Labour MPs Fail To Tackle David Cameron During Phone Hacking Debate

Parliamentary Sketch: Limping Off For The Summer

Maybe they're tired and secretly wanted to go home yesterday, but Labour MPs were surprisingly subdued at today's emergency debate on phone hacking. The consensus at Westminster is that Ed Miliband failed to land serious blows on the prime minister, and in general, today's recall of parliament felt like a bit of an anti-climax.

MPs started out nonplussed with David Cameron's lineup of the great and the good, who will assist Lord Justice Leveson in his phone hacking inquiry. There were some stifled groans at the prospect of hearing even more of Shami Chakrabati, and there was faint surprise at the mention of Elinor Goodman, the former Channel 4 political editor. MPs were more enthused at the veteran political reporter George Jones.

Ed Miliband's best line was when he accused Cameron of being "compromised by Mr Coulson, hamstrung by a conflict of interest". That got a big cheer but most of Ed Miliband's long-winded series of stabs in the dark failed to rouse the troops.

By contrast the Tories, three-line whipped into attending the debate, were noisy and determined to get behind their wounded leader. Cameron told MPs: "You live, you learn, and believe me, I have learnt".

Cameron has changed his tone regarding Andy Coulson in recent days. Last week he was palpably angry with his former head of communications, this week the PM chose to reveal himself as bruised and hurt, but determined to get over it, and stop it from happening again.

This made it tough for Ed Miliband to find the appropriate responding tone, and he didn't cut it. Miliband called it a "catastrophic error of judgement" but there was a whiff of the ignoble about it - when someone's apologised and appears chastened it doesn't entirely work just to carry on with the invective.
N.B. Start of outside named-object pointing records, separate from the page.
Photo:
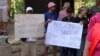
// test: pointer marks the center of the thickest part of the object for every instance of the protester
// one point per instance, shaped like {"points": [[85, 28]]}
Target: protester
{"points": [[4, 8], [63, 12], [29, 44], [83, 19], [64, 50], [95, 8], [92, 46], [49, 16]]}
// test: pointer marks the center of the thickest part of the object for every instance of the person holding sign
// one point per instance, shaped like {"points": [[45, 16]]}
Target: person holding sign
{"points": [[92, 46], [4, 8], [29, 48], [63, 12], [65, 51], [83, 19], [49, 16]]}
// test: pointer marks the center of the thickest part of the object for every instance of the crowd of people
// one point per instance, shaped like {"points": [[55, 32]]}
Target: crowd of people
{"points": [[86, 16], [90, 18]]}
Veteran Labour MP Dennis Skinner was more probing. He asked the prime minister whether he'd ever discussed the BSkyB takeover with people at News International. Cameron could only reply: "I never had one inappropriate conversation", and Labour MPs loved that.

David Cameron mentioned Ed Milband's press man Tom Baldwin a few times, that always pleases his backbenchers. But many are wondering where Cameron's going with this. If the Tories have something on Baldwin, wouldn't they have released it by now to take the heat off their own boss?

Tom Watson, Keith Vaz and John Whittingdale were all given cross-party cheers when they spoke, as was Tory Nicola Blackwood, who shone during yesterday's Home Affairs Committee grilling of senior Metropolitan police staff.

Yet some MPs on the Culture Committee privately feel they let the Murdochs run rings around them yesterday afternoon. There's a sense that by the end of yesterday afternoon James Murdoch had some of them eating out of his hands.

There are questions about whether MPs on the committee really got their ducks in a row before the session started. Were their questions asked in an organised manner, or did some members exercise a bit of self-flattery, knowing every English language TV news channel was carrying their evidence?

As Rupert Murdoch's Gulfstream took off from Luton, MPs were finishing off urgent business and thinking about leaving the building. Most of them are shattered after a demanding few weeks, half of which have been spent trying to keep up with a monster of a news story which changes every hour. They liked "hackgate" when it started, because finally the journalists were even further in the gutter than MPs, but now they're sick of it.

They're aware that Cameron has created a beast of an inquiry in response, and they're going to spend much of the next 12 months fielding questions about it. Many will spend the next six weeks wishing the whole thing would just go away.